Like the proverbial canary in the coal mine, these gem-like little insects, so beneficial to gardeners, can tell scientists a great deal about the state of our ecosystems.
This is a project that should appeal to science nerds, gardeners, and little kids of all ages (I think I may fit in all three categories).
Upload your photos of any ladybugs you see, on the Lost Ladybug website, and tell them when/where etc. you spied the little dotted beauty or beauties. Even if you go searching for ladybugs and don't find any, they want to know that, too!

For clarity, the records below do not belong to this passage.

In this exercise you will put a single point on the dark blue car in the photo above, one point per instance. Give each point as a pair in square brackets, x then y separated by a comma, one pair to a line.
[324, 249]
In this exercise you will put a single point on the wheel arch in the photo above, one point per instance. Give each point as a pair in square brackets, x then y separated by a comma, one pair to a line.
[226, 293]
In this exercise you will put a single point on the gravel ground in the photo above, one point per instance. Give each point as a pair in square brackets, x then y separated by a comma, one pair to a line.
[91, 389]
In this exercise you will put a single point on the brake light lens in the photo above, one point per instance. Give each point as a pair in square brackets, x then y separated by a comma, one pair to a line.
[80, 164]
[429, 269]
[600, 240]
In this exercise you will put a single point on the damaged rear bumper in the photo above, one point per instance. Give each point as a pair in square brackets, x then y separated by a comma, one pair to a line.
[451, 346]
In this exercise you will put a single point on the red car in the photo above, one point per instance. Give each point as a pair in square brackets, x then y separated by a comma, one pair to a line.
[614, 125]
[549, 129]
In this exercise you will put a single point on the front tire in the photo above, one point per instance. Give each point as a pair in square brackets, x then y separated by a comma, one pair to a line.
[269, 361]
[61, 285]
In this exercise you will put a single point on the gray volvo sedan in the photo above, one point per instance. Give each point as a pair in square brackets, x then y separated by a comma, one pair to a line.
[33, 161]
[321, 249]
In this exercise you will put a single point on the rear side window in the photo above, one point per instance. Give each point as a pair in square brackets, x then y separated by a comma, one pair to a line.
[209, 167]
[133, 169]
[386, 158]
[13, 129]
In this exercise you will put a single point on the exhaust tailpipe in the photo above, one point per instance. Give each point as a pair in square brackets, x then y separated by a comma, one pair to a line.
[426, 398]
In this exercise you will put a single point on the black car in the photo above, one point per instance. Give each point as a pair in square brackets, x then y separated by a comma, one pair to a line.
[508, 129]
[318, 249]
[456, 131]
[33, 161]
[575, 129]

I sent them a couple photos of ladybugs I found on my cat's outside water dish.
Even if the photos are a little blurry, the website urges you to send them. So, blurry or sharp, the photos help the good folks in Cornell do their important work:
Mu Shu was intrigued by what I was doing, and he stepped into the frame for a few shots. So I sent Cornell a "pug mug with bug" shot:
And then Won Ton wanted in on the action, too:
The Cornell folks sent me a thank-you back, and they said it was their first-ever Pug-and-Bug photo!